Bound up in this argument concerning amendment of the information is the claim that defendant's motion to set aside the information under § 995, Penal Code should have been granted and hence he was not lawfully committed for trial. That this is devoid of merit appears from the summary of evidence hereinbefore set forth.
Finally it is said that the ‘verdict’ and judgment are vague, uncertain and void, in that they do not specify which element of the charge—offer to sell, offer to furnish or offer to give away—is the basis of the conviction. The trial judge said, ‘I find the Defendant Hernandez guilty,’ and the judgment states that defendant had ‘been duly found guilty in this court of the crime of Violation Of Section 11501, Health and Safety Code, a felony, as charged in the amended information.’ This is sufficient. (See, Penal Code, §§ 1151, 1207.) The information properly may state the charge in the language of the statute and the judgment may be in the same form. (See, In re Basuino, 22 Cal.2d 247, 251–252, 138 P.2d 297; In re Bramble, 31 Cal.2d 43, 50, 187 P.2d 411; 29 Cal.Jur.2d § 390, p. 406.)

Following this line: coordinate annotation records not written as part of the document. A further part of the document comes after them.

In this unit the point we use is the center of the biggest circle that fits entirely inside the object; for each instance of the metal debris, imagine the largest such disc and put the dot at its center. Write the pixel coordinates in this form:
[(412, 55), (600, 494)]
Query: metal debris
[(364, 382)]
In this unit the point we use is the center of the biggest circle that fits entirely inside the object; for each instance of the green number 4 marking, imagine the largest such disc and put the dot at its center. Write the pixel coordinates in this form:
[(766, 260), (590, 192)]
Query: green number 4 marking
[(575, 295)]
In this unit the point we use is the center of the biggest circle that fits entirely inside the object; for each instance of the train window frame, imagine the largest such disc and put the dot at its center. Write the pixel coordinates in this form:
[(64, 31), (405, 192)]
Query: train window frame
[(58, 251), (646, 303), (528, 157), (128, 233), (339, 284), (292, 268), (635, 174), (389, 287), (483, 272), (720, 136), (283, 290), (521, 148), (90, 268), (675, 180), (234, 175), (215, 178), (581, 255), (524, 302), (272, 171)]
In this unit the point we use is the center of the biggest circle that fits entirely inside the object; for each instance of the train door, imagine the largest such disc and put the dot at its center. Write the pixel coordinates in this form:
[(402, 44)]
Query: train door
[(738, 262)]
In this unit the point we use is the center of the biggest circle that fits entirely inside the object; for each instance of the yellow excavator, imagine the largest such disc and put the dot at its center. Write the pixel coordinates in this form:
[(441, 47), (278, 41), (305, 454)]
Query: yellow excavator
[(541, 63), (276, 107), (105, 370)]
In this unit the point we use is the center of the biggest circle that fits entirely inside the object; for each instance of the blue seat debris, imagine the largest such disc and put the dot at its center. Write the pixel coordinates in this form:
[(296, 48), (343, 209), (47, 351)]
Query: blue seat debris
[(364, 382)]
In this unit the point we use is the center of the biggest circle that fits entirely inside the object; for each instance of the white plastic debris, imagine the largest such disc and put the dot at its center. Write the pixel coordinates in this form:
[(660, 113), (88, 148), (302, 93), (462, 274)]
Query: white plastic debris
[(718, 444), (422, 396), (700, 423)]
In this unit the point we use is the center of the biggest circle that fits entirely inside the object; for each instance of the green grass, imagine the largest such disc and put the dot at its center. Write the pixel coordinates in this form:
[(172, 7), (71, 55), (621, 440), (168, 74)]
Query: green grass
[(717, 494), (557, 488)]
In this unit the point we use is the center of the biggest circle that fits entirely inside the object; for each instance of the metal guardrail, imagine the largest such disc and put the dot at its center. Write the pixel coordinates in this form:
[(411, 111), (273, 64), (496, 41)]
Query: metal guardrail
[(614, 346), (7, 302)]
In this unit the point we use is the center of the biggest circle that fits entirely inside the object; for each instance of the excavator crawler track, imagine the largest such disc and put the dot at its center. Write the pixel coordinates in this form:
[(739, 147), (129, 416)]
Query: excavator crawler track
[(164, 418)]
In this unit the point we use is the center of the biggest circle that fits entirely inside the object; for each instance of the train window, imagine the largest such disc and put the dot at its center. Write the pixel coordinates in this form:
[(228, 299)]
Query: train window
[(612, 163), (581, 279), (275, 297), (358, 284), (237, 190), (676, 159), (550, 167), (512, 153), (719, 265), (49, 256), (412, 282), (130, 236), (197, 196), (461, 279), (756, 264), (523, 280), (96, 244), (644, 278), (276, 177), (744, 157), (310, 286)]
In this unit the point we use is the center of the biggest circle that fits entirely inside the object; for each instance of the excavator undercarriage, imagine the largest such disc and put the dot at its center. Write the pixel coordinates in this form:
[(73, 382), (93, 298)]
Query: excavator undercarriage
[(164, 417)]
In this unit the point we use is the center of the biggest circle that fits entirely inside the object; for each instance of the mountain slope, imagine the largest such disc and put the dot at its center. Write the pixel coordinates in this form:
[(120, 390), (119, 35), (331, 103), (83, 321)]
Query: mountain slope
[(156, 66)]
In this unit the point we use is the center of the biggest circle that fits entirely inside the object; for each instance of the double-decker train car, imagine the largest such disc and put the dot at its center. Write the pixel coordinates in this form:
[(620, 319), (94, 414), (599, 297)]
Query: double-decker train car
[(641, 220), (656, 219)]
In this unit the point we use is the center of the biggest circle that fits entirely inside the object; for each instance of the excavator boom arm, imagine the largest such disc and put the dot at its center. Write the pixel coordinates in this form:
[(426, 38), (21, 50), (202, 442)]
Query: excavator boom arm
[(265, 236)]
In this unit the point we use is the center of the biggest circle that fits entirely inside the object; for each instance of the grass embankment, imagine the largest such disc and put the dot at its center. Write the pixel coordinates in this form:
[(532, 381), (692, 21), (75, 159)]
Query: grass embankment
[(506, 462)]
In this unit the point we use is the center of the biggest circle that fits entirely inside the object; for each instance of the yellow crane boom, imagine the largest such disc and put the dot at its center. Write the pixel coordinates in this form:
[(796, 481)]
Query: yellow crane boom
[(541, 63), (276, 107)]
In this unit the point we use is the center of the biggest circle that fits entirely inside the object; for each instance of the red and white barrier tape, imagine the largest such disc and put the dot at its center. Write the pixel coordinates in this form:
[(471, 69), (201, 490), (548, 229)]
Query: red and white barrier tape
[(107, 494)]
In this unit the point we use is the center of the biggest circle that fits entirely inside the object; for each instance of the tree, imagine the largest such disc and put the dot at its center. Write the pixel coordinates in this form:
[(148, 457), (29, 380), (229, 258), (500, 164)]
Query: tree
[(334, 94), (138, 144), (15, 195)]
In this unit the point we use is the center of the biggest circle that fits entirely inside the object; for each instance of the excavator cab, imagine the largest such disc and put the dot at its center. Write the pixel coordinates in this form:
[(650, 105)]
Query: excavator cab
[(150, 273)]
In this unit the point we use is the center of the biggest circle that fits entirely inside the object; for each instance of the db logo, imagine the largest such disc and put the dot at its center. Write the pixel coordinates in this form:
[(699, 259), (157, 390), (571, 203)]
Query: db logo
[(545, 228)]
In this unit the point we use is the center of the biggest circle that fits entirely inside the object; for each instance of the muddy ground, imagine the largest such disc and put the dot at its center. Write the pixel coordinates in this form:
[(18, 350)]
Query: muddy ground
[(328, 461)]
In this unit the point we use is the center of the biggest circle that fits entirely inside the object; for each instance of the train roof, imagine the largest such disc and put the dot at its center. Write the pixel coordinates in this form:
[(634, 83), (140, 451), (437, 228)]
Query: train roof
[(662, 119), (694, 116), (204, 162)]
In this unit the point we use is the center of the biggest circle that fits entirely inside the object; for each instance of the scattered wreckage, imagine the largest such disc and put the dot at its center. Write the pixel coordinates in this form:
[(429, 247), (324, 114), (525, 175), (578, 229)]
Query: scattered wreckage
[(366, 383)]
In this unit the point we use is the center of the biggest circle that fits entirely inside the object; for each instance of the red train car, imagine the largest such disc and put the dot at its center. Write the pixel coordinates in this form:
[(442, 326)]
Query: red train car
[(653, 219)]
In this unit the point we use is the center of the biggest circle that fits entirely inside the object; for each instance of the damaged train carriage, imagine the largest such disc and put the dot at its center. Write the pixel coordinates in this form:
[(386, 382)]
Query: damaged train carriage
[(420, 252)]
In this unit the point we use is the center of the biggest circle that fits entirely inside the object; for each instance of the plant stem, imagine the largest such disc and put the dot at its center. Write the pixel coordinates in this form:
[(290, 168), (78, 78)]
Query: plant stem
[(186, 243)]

Appellant's notice of appeal purports to take an appeal to the superior court. As the District Court of Appeal is the tribunal to which the appeal comes under the constitution (3 Cal.Jur.2d § 27, p. 430), the misnomer in the notice is to be disregarded and the appeal recognized as taken to the proper court. (Rabe v. Lloyd, 187 Cal. 282, 201 P. 598.) Appellant's attempt to appeal from the judgment and ‘sentence,’ which are one, amounts to an appeal from the judgment (People v. Sweeney, 55 Cal.2d 27, 33, footnote 1, 9 Cal.Rptr. 793, 357 P.2d 1049). Appellant's brief assumes that he has also appealed from the order denying his motion for new trial but he did not do so.

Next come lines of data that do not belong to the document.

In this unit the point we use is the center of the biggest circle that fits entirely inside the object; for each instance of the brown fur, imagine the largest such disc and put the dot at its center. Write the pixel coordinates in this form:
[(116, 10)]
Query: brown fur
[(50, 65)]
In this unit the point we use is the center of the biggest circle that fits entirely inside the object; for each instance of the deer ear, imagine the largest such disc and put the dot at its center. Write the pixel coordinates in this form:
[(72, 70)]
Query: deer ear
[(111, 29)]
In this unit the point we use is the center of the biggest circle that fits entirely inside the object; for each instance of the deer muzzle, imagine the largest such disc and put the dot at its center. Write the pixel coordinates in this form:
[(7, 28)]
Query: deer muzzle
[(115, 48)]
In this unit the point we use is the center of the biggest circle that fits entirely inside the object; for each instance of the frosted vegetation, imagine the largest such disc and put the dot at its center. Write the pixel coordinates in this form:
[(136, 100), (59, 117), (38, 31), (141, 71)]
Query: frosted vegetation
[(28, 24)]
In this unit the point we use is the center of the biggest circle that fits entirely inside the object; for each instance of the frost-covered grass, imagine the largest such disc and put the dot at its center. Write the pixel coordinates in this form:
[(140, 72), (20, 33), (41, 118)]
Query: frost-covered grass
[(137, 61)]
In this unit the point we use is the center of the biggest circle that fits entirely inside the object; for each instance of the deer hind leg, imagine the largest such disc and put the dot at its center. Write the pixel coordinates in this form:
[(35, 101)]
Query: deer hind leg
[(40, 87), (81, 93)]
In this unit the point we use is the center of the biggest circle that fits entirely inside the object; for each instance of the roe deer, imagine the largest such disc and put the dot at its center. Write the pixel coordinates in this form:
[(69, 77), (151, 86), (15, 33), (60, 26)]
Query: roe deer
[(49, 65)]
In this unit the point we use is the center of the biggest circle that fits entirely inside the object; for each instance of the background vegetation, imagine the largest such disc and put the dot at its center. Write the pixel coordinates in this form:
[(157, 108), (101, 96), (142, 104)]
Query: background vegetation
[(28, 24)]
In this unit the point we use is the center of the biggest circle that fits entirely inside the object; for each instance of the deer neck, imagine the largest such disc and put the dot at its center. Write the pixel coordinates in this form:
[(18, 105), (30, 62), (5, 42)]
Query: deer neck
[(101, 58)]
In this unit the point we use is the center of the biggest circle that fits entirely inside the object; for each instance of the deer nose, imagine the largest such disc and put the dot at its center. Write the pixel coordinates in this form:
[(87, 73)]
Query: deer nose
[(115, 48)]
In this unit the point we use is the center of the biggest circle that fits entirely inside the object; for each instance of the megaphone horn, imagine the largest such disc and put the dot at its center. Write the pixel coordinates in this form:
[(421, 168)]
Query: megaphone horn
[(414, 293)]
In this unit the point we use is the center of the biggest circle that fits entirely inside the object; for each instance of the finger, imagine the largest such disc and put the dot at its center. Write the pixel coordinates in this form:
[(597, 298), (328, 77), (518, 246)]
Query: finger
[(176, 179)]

There is no merit whatever in this appeal. The term ‘recidivist’ describes appellant too politely. He is a confirmed and vicious predatory animal. Unfortunately the habitual criminal law (Penal Code, § 644) does not quite reach him for, since 1945 its application does not extend to a person found guilty of ‘any felony’ but is limited to those who are convicted of certain specified offenses, and narcotics violations are not included in the list.
FOOTNOTE. Now Vehicle Code 1959, § 10851.
1. The court made no finding upon the truth of the allegations of the information charging priors.
2. Reference is made in this case to Penal Code, § 1008; the subject matter was transferred in 1951 to § 1009.